One day that spring I answered a knock at my door and was surprised to see Michele Ferrari. This time he had a different way to pinch me. He’d been downstairs, visiting Lance, and had popped up to let me know that I owed him $15,000 from the previous year. I wasn’t so sure about his figures—since mid-2001, when I’d been booted from the inner circle, Ferrari hadn’t given me any coaching. But I didn’t want to make waves. I talked him down to $10,000, wrote him a check, and got him out of my life forever.

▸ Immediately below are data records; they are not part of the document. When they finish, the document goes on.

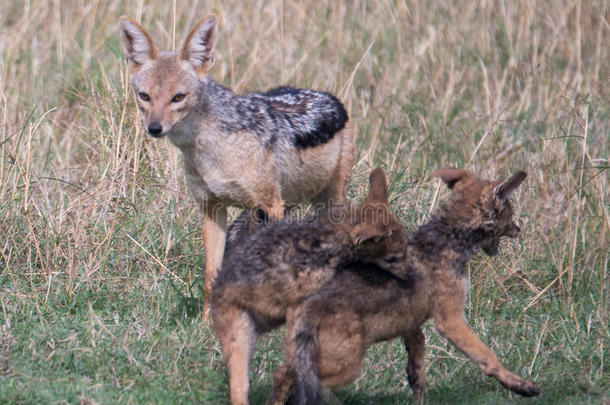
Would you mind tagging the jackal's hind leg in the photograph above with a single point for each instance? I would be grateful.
(415, 342)
(237, 334)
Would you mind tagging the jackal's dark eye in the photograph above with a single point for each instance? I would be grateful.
(178, 97)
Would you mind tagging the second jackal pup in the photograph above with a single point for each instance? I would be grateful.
(329, 333)
(268, 272)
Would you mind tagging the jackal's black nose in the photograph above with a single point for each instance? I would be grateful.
(154, 128)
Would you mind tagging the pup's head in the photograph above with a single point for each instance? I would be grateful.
(374, 229)
(480, 205)
(164, 82)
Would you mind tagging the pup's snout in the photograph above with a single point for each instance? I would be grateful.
(155, 129)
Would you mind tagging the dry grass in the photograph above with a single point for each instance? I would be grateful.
(100, 238)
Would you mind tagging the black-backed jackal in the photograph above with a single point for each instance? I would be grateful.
(329, 333)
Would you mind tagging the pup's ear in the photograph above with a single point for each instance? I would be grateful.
(450, 175)
(138, 48)
(378, 187)
(506, 189)
(198, 48)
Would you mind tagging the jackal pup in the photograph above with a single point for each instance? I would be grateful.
(328, 334)
(256, 150)
(267, 272)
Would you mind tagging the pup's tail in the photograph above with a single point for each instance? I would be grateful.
(307, 388)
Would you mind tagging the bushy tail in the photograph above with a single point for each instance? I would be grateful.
(307, 388)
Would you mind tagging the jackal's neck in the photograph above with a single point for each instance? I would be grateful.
(439, 238)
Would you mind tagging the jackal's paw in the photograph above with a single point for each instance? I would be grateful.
(527, 389)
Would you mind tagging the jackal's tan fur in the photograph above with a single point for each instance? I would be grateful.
(268, 272)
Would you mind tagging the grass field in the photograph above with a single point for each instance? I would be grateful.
(100, 246)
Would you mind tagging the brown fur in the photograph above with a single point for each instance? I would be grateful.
(328, 334)
(225, 166)
(268, 272)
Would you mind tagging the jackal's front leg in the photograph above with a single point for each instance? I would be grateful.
(415, 342)
(214, 233)
(454, 327)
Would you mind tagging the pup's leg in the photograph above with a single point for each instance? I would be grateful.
(415, 343)
(237, 334)
(453, 327)
(267, 205)
(214, 233)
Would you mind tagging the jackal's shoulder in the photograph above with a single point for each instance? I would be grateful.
(301, 117)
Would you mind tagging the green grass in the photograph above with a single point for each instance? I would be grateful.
(100, 253)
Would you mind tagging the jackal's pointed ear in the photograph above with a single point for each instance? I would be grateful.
(450, 175)
(506, 189)
(138, 48)
(198, 48)
(378, 187)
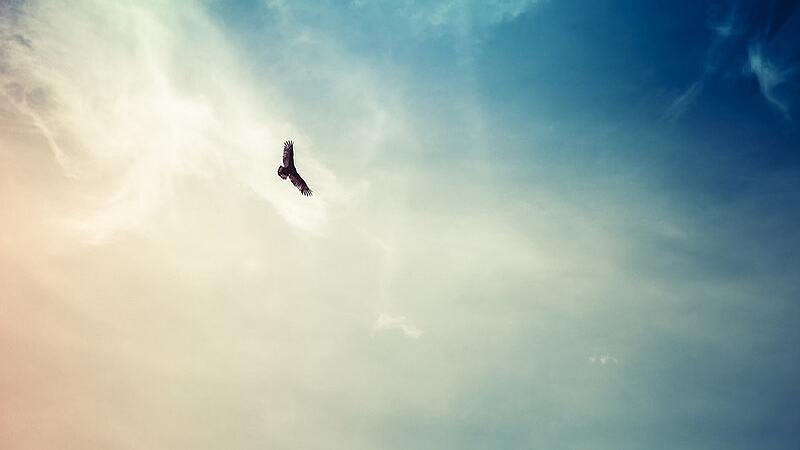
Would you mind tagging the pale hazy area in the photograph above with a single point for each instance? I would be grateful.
(161, 287)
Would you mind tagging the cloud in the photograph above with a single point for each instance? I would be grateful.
(603, 359)
(450, 17)
(135, 98)
(737, 33)
(769, 76)
(386, 322)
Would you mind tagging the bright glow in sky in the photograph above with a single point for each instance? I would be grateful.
(535, 224)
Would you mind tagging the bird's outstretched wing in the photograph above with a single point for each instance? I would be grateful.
(299, 183)
(288, 154)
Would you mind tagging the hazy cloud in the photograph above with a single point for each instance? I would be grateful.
(385, 322)
(769, 76)
(603, 359)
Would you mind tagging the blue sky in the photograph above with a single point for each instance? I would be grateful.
(535, 224)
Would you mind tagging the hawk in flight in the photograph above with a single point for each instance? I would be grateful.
(288, 169)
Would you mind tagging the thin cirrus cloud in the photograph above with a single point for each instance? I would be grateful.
(386, 322)
(742, 33)
(111, 96)
(770, 76)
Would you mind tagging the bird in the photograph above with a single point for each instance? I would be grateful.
(288, 169)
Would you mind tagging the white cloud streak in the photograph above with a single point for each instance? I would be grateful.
(132, 99)
(603, 359)
(386, 322)
(769, 76)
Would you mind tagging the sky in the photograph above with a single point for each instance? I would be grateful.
(551, 224)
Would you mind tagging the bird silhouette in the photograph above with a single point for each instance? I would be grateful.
(288, 169)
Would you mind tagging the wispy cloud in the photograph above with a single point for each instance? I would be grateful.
(109, 94)
(736, 33)
(385, 322)
(603, 359)
(769, 76)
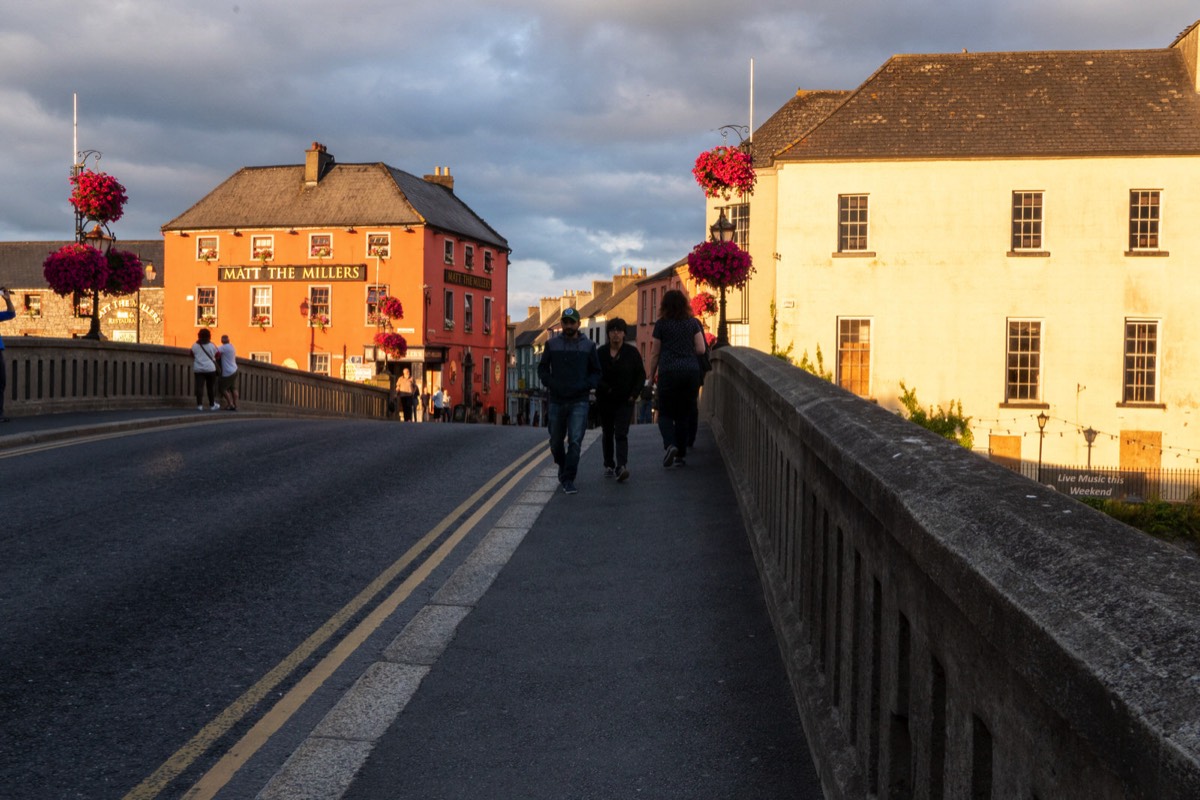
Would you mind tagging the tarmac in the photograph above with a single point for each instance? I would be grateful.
(613, 643)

When it came to keeping peace in the building, I had one advantage: Haven. Lance had always admired Haven. He respected her business savvy and wanted her opinion on things. In his eyes, she seemed to stand out from the other wives and girlfriends and, as a result, he treated her with respect. This allowed Haven to serve as our building’s peacekeeper, keeping conversations moving, preventing any small problems from boiling up into bigger ones. Haven was good at her role because she understood Lance. She was the one who came up with one of the better lines about him that I’ve ever heard.
Lance is Donald Trump. He might own all of Manhattan, but if there’s one tiny corner grocery store out there without his name on it, it drives him crazy
.
In this analogy, Haven and I were the corner grocery store. Though I still was making less money than I had at Postal, my new success had brought some changes: sponsors, attention, media, and our own charitable foundation. A few years back I’d watched a friend’s mother-in-law suffer from multiple sclerosis, and I’d become interested in the cause, getting involved with several MS fundraisers. Now we decided to formalize and expand our effort, and began building what would become the Tyler Hamilton Foundation. It felt good to give back.
If we were a start-up company, Haven was our CEO. She returned the emails, vetted the contracts, even ghost-wrote my columns for
VeloNews
. She made the travel arrangements for trips to Lucca to see Cecco and the shuttles to Madrid; she made the bank withdrawals to get the cash for me to pay Ufe. It was busy and stressful, but on the other hand, we only had a few years to do it before I would retire and we’d get on with our lives.
For the time being, though, Haven and I decided to hold off on having kids. We talked about it a lot; I was in favor, but then, I wouldn’t be the one who’d bear most of the burden. Haven wanted to wait until I was retired. She knew how tough it would be, essentially raising a child by herself. So when the old Spanish women in the neighborhood would ask Haven when she was going to have a baby, we smiled politely and said, “Someday.” Tugboat became the one piece of normalcy in our world. Tugs was always glad to see us, always ready for some fun, always willing to chase that tennis ball around the cobblestone streets. We took him on training trips, bought him sandwiches, doted on him like he was our baby. In a sense, that’s what he was.